Many articles about McCray have erroneously described her as a ‘former lesbian’. McCray has never said this about herself. We don’t know what kinds of words McCray likes to affix to her identity. We don’t know if there are any. When asked if she was now bisexual, McCray replied “I am more than just a label.”
So, the external’s in McCray’s life have clearly shifted. That she would go from Combahee to NYC’s First Lady was hardly a predictable trajectory. How she feels internally has potentially shifted too, but she’s not interested in defining it for an audience. She told Essence that “Labels put people in boxes, and those boxes are shaped like coffins.”
Sometimes a piece of writing has a clearly defined ‘hey, please do this thing’ that they build up skillfully throughout the essay, ending with a strong, engaging declaration. I’m not doing that here. I don’t have anything more clearly articulated for you than ‘maybe talk more’. That’s pretty much it. I don’t want to tell people how they should feel about their own sexualities (doh.) I don’t want to tell them what kind of words they should use. I don’t want to tell them they need to talk the way that I talk.
But I’m not the only person whose sexuality is not immutable. I’m not the only person who’s found bliss amidst the flux. This much is obvious. So why, when I know so many fabulous queers in my life, is fluidity in terms of time so rarely discussed? Not everybody’s self-exploration is a forward march of progress. Sometimes it’s more of a meander. And basically, I just want more talk about meanders.
To be honest, I didn’t even start using the word queer to describe myself until I needed a codeword for ‘none of your damn business’. Queer is many things to many people, but to me it was just that I got tired of explaining to people that I wasn’t straight, but had only dated men. That I didn’t care about being a woman, but didn’t mind it either. That bisexual, genderqueer, sub, bottom, poly or the other word’s I’d tried mostly felt like a lot of fanfare around something that I didn’t think needed so much fanfare. I adopted queer because it’s so ambiguous and vast and ill-defined that I thought it might mean people would leave me alone.
I am so different than I was even a decade ago. I can’t imagine who I will become in the next ten years. This doesn’t make me nervous or unsure. I have never felt more grounded than when I realized I could be okay with just not-knowing.
Not knowing gives me joy and I want more folks to share this with. I want ‘I don’t know’ to be a type of brave. I want to know tomorrow might surprise me. That sexuality is a lifelong walk. That it’s the road but not the street sign. That the road can have several street signs. That I’m not expected to be able to summon myself for you in words. That if you think you need to know something about me you’ll ask that thing about me. That a lack of label won’t scare you away. That a label won’t scare you away.
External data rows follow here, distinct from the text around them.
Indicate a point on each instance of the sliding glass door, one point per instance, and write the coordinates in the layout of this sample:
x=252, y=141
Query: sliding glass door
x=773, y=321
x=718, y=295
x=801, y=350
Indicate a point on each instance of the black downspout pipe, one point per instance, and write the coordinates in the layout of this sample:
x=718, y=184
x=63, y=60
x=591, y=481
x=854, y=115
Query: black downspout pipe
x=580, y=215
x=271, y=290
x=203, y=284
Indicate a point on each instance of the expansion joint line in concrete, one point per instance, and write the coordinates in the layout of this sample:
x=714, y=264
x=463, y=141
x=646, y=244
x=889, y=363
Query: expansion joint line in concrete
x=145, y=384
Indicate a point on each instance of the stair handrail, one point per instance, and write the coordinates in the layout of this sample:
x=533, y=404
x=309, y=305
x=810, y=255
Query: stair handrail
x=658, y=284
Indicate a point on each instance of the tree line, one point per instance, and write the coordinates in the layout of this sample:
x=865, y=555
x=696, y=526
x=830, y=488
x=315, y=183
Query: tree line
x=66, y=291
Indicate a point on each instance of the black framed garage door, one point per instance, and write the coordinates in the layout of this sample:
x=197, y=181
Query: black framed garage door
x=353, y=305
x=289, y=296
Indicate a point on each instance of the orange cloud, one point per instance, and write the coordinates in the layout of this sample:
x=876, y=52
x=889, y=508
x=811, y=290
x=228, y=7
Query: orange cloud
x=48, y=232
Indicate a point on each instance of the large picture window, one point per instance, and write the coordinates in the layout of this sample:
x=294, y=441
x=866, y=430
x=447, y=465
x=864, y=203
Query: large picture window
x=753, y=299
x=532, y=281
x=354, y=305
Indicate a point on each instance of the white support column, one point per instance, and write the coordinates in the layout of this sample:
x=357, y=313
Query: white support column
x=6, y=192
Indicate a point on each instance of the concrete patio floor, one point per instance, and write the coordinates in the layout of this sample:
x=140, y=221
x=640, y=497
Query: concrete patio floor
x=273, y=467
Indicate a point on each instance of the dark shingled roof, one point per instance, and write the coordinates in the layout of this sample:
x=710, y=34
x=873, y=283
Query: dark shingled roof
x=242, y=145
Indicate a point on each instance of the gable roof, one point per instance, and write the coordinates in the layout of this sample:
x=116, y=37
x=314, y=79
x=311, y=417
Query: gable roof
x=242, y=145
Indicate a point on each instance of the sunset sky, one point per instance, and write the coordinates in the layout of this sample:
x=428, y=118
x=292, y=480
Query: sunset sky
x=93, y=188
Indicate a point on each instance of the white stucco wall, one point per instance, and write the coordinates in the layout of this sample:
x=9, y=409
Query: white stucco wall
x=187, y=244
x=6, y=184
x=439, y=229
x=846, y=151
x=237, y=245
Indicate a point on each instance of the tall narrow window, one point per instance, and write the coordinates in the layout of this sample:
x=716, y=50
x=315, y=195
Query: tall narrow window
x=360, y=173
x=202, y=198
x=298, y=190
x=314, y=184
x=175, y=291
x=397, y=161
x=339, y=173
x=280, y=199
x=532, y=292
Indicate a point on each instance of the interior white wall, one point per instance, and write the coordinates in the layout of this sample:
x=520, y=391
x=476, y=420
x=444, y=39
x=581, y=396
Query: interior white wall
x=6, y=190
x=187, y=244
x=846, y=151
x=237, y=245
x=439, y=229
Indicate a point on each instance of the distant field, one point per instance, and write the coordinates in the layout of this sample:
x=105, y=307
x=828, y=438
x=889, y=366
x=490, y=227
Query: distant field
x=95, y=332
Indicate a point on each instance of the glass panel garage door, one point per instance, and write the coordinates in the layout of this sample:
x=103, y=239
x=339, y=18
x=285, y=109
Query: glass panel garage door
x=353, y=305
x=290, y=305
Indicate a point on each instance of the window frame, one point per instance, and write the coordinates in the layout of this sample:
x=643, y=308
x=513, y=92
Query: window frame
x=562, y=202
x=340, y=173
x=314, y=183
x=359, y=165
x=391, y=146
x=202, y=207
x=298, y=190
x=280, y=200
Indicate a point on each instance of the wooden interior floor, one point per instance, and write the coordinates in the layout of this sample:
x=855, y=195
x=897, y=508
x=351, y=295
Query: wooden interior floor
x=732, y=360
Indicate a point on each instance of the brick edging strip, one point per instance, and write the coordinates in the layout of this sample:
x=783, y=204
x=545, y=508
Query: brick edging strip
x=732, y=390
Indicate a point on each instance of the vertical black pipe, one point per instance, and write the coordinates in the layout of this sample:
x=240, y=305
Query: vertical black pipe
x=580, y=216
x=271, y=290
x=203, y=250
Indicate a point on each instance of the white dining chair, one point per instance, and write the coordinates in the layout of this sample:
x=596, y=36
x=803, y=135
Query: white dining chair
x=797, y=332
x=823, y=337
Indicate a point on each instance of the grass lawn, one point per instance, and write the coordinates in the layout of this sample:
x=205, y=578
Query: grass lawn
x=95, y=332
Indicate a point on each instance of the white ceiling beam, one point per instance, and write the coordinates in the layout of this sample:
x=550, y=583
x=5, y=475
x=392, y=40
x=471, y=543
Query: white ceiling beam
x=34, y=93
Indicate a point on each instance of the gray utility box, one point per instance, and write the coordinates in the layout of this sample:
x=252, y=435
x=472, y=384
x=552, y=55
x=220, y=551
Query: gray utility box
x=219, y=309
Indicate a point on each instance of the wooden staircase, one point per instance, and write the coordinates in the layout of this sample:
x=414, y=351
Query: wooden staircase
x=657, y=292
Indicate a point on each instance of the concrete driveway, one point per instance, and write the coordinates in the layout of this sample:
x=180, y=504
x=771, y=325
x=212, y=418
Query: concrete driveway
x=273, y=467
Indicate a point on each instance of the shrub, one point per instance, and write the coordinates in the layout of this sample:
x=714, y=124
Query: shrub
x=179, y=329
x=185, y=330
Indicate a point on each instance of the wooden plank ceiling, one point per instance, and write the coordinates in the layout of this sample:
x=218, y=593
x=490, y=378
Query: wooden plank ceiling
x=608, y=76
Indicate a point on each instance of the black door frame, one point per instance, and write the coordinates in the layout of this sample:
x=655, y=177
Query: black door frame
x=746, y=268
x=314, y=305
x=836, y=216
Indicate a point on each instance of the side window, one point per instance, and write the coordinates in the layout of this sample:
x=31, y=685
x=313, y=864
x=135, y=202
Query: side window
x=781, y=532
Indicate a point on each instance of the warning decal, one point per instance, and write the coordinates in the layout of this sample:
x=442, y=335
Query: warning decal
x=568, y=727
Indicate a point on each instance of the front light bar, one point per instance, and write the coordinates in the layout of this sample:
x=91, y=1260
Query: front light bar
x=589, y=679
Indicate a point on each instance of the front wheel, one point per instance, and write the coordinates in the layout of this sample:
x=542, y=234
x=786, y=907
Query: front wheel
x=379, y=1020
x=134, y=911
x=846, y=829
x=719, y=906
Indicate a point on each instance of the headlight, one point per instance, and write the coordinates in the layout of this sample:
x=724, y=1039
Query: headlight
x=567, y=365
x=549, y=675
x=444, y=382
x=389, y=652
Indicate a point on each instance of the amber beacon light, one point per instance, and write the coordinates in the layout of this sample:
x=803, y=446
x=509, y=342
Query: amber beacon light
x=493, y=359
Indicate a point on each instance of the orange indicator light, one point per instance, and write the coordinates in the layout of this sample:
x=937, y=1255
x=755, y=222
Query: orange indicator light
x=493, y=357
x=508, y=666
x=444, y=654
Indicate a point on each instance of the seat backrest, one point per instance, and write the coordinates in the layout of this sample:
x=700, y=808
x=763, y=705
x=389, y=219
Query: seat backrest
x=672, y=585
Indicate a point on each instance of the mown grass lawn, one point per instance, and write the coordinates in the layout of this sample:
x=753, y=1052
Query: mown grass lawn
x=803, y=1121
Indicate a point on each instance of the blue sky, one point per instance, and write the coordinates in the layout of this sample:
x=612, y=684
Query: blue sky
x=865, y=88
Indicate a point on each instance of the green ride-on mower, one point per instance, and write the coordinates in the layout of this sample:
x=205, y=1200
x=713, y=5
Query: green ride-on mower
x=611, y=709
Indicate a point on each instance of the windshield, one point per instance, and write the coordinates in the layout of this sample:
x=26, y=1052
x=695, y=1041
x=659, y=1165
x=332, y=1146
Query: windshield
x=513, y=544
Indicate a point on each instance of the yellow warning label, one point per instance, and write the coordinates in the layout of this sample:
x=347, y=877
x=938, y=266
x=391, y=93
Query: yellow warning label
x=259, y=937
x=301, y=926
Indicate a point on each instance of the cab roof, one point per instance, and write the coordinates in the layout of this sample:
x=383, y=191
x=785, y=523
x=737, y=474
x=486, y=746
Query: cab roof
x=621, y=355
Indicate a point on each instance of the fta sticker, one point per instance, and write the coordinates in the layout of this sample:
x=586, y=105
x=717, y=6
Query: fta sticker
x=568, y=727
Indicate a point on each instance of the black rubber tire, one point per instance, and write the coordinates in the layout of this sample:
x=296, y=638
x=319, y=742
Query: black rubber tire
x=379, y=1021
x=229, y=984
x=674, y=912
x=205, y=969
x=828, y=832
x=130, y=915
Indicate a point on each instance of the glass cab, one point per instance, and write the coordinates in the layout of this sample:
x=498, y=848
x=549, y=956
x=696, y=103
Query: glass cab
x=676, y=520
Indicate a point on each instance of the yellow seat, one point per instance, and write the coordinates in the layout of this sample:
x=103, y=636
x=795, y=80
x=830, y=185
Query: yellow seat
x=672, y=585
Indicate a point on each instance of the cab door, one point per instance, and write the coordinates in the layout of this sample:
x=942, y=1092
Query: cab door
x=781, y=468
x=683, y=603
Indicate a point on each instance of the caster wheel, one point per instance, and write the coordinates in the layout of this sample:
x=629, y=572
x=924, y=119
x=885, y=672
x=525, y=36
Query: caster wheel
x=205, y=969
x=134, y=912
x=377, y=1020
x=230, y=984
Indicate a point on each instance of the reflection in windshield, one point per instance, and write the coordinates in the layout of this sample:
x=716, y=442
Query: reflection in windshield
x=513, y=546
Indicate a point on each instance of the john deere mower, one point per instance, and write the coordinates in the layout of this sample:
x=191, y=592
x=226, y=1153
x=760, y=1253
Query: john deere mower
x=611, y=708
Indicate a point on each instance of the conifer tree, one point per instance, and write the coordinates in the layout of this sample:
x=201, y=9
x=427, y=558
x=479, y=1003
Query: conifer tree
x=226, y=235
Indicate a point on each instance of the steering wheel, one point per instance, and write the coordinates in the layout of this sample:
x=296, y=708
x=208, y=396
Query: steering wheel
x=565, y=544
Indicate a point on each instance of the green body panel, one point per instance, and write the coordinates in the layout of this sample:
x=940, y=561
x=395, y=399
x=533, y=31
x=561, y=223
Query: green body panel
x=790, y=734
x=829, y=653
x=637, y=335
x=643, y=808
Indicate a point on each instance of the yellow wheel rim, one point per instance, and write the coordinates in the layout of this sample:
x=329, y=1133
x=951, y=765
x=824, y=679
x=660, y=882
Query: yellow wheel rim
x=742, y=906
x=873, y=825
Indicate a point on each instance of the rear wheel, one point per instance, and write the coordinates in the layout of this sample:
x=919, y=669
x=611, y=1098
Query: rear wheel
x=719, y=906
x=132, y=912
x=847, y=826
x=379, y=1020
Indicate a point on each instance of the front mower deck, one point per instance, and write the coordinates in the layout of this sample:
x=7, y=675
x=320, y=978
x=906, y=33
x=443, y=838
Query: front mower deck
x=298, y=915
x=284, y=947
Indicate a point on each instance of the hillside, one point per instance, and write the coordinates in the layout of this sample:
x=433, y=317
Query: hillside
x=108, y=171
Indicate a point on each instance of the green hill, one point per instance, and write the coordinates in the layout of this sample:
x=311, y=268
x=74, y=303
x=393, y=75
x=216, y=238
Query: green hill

I want to know that the labels won’t scare me away. I want to find some folks to join me in my meander. That is what I mean when I wish we talked more about fluidity and time. It’s not everybody’s walk. Some people simply know. And that’s okay. But for those that don’t? Or who always know but for whom that knowing changes? That’s okay too.
In an interview with HuffPost Live, McCray expressed that she definitely wouldn’t have expected to be where she was 35 years ago when she penned that first article for Essence. I get that. Though I lack the years and wisdom of McCray, as I was coming of age a decade ago I wouldn’t have predicted my life right now either. I don’t wish I’d known back then what the future held. I just wish I’d known how okay not-knowing was.
So may we all have good traveling conditions in the year to come, whether we are on marches or on rest-stops or on meanders.